## Daysim Person and Household Models

*Summaries:*
    - Total People & Workers
    - Household Size
    - County Population
    - Age Distribution
    - Worker Types
    - Distance to Work
    - Transit Pass Ownership
    - Vehicle Ownership
---

In [721]:
from IPython.display import HTML

HTML('''<script>
code_show=true; 
function code_toggle() {
 if (code_show){
 $('div.input').hide();
 } else {
 $('div.input').show();
 }
 code_show = !code_show
} 
$( document ).ready(code_toggle);
</script>
<form action="javascript:code_toggle()"><input type="submit" value="Click here to toggle on/off the raw code."></form>''')

In [722]:
import os
import numpy as np
import pandas as pd
import h5py
import pylab as P
from IPython.display import display, display_pretty, Javascript, HTML
from pandas_highcharts.core import serialize
from pandas_highcharts.display import display_charts
import matplotlib.pyplot as plt

# Show charts in notebook
# %pylab inline

In [723]:
# Set main model directory to parent directory

# 2006 survey
model_dir = r'R:\SoundCast\releases\TransportationFutures2010\scripts\summarize'

# 2014 survey
base_dir = r'R:\SoundCast\releases\TransportationFutures2010\scripts\summarize' 

In [724]:
# Read Model Scenario Results
scen = h5py.File(model_dir + r'/survey.h5','r+')
scen_name = '2006 Survey'

In [725]:
# Read Base Data
base_file = r'/survey14.h5'

base = h5py.File(base_dir + base_file ,'r+')
base_name = '2014 Survey'

In [726]:
# Get person data into a single dataframe for base and scen
data_table = 'Person'

person_scen = pd.DataFrame(data={'Household ID': [i[0] for i in scen[data_table]['hhno'][:]],
                               'Person Number': [i[0] for i in scen[data_table]['pno'][:]],
                               'Transit Pass': [i[0] for i in scen[data_table]['ptpass'][:]],
                                'Auto Time to Work': [i[0] for i in scen[data_table]['pwautime'][:]],
                                'Auto Distance to Work': [i[0] for i in scen[data_table]['pwaudist'][:]],
                                'Worker Type': [i[0] for i in scen[data_table]['pwtyp'][:]],
                                'Student Type': [i[0] for i in scen[data_table]['pstyp'][:]],
                                'Usual Commute Mode': [i[0] for i in scen[data_table]['pwtaz'][:]],
                                'Workplace TAZ': [i[0] for i in scen[data_table]['pwtaz'][:]],
                                'Age': [i[0] for i in scen[data_table]['pagey'][:]],
                                'Expansion Factor': [i[0] for i in scen[data_table]['psexpfac'][:]]})

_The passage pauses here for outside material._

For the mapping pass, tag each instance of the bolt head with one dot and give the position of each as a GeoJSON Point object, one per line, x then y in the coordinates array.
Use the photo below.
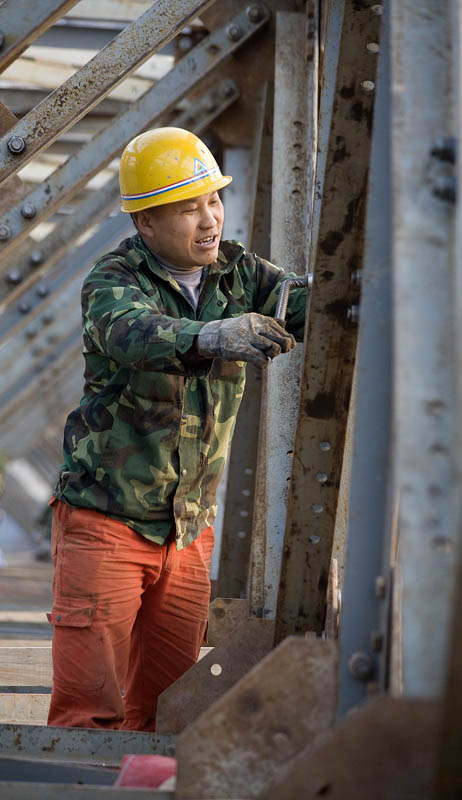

person_base = pd.DataFrame(data={'Household ID': [i[0] for i in base[data_table]['hhno'][:]],
                                 'Person Number': [i[0] for i in base[data_table]['pno'][:]],
                                 'Transit Pass': [i[0] for i in base[data_table]['ptpass'][:]],
                                 'Auto Time to Work': [i[0] for i in base[data_table]['ptpass'][:]],
                                 'Auto Distance to Work': [i[0] for i in base[data_table]['pwautime'][:]],
                                 'Worker Type': [i[0] for i in base[data_table]['pwtyp'][:]],
                                 'Student Type': [i[0] for i in base[data_table]['pstyp'][:]],
                                 'Usual Commute Mode': [i[0] for i in base[data_table]['puwmode'][:]],
                                 'Workplace TAZ': [i[0] for i in base[data_table]['pwtaz'][:]],
                                 'Age': [i[0] for i in base[data_table]['pagey'][:]],
                                 'Expansion Factor': [i[0] for i in base[data_table]['psexpfac'][:]]})

In [727]:
# Create unique ID for person by concatenating household ID and person number 
person_scen['personID'] = (person_scen['Household ID'].astype('str')+person_scen['Person Number'].astype('str')).astype('int')
person_base['personID'] = (person_base['Household ID'].astype('str')+person_base['Person Number'].astype('str')).astype('int')

In [728]:
# Get household data into a single dataframe for base and scen
data_table = 'Household'

hh_scen = pd.DataFrame(data={'Household ID': [i[0] for i in scen[data_table]['hhno'][:]],
                                'Household Size': [i[0] for i in scen[data_table]['hhsize'][:]],
                                'Household Vehicles': [i[0] for i in scen[data_table]['hhvehs'][:]],
                                 'Household Workers': [i[0] for i in scen[data_table]['hhwkrs'][:]],
                                 'Household Income': [i[0] for i in scen[data_table]['hhincome'][:]],
                                 'Household TAZ': [i[0] for i in scen[data_table]['hhtaz'][:]],
                                 'Expansion Factor': [i[0] for i in scen[data_table]['hhexpfac'][:]]})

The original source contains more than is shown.